Rilpolitik.com, Jakarta – Ketua Umum Partai Kebangkitan Nusantara (PKN) Anas Urbaningrum menilai usulan Ketua DPD RI AA LaNyalla Mahmud Mattalitti mengembalikan pemilihan presiden ke Majelis Permusyawaratan Rakyat Republik Indonesia (MPR RI) sebagai sebuah kemunduran berpikir.
Menurut Anas, pembatasan masa jabatan presiden dan pemilihan presiden secara langsung oleh rakyat sudah tepat dan tak perlu diubah.
“Pembatasan masa jabatan Presiden dan Presiden dipilih langsung oleh rakyat adalah hasil reformasi politik yang sudah tepat dan layak dipertahankan,” kata Anas melalui akun Twitternya, @anasurbaningrum pada Jumat (18/8/2023).

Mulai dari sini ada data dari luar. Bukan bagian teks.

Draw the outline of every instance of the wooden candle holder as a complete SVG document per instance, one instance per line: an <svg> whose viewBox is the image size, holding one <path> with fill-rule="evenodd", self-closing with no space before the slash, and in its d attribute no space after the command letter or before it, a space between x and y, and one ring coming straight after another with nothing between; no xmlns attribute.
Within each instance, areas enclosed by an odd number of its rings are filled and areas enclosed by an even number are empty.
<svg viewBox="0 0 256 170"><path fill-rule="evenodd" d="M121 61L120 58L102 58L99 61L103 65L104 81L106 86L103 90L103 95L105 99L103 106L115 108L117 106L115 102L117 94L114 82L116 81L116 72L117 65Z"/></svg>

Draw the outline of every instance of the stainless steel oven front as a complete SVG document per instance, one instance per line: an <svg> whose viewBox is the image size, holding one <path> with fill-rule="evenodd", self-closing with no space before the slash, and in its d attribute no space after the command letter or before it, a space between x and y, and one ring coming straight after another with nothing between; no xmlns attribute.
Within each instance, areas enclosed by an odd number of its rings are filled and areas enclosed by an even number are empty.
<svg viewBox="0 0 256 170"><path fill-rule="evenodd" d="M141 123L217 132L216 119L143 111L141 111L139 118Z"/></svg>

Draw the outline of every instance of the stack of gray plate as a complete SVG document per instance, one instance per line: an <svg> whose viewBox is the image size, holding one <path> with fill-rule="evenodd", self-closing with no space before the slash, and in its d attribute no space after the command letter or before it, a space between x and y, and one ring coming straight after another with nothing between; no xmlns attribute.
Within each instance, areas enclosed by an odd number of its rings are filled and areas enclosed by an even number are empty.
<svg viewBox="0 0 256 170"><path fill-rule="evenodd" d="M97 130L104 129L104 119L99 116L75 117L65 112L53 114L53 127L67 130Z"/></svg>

Ia mengatakan, tak ada urgensinya mengembalikan kewenangan MPR RI menjadi lembaga tertinggi negara yang berwenang memilih dan melantik presiden.
“Sama sekali tidak ada urgensi untuk kembali dipilih oleh MPR,” ujar Anas.
Ia menyebut usulan tersebut sebagai kemunduran berpikir. “Usul dari DPD ini adalah kemunduran berpikir,” tukasnya.
Diketahui, LaNyalla Mattalitti bicara soal proposal kenegaraan, yakni menjadikan MPR sebagai lembaga tertinggi negara lagi dan berhak memilih serta melantik presiden. LaNyalla mengatakan pemilu justru melahirkan politik kosmetik yang mahal.
Hal ini disampaikan LaNyalla dalam sidang tahunan MPR dan sidang bersama DPR/DPD RI tahun 2023 di gedung MPR/DPR/DPD RI, Senayan, Jakarta, Rabu (16/8/2023).
LaNyalla mulanya menyinggung keputusan Sidang Paripurna DPD RI tanggal 14 Juli 2023, yang salah satunya mengusulkan mengembalikan MPR sebagai Lembaga Tertinggi Negara. Dia mengajak berbagai pihak menghentikan kontestasi politik yang menurutnya diraih dengan cara liberal.
“Mari kita hentikan kontestasi politik yang semata-mata ingin sukses meraih kekuasaan dengan cara liberal. Karena telah menjadikan kehidupan bangsa kita kehilangan kehormatan, etika, rasa dan jiwa nasionalisme serta patriotisme,” kata LaNyalla.
Menurut LaNyalla, pemilihan presiden secara langsung oleh rakyat malah melahirkan politik kosmetik yang mahal. Dia menilai proses pemilihan pemimpin sekadar bermodalkan popularitas.
“Pemilihan Presiden secara langsung yang kita adopsi begitu saja, telah terbukti melahirkan politik kosmetik yang mahal dan merusak kohesi bangsa. Karena batu uji yang kita jalankan dalam mencari pemimpin nasional adalah popularitas yang bisa difabrikasi,” ujarnya.
LaNyalla lalu menyinggung elektabilitas bakal calon presiden (bacapres) potensial yang menurutnya menggiring publik melalui angka-angka. Dia mengkritik proses pilpres karena rakyat disodorkan realitas politik yang telah didesain.
“Begitu pula dengan elektabilitas yang bisa digiring melalui angka-angka. Lalu disebarluaskan oleh para buzzer di media sosial dengan narasi-narasi saling hujat atau puja-puji buta. Dan pada akhirnya, rakyat pemilih disodori oleh realita yang dibentuk sedemikian rupa,” katanya.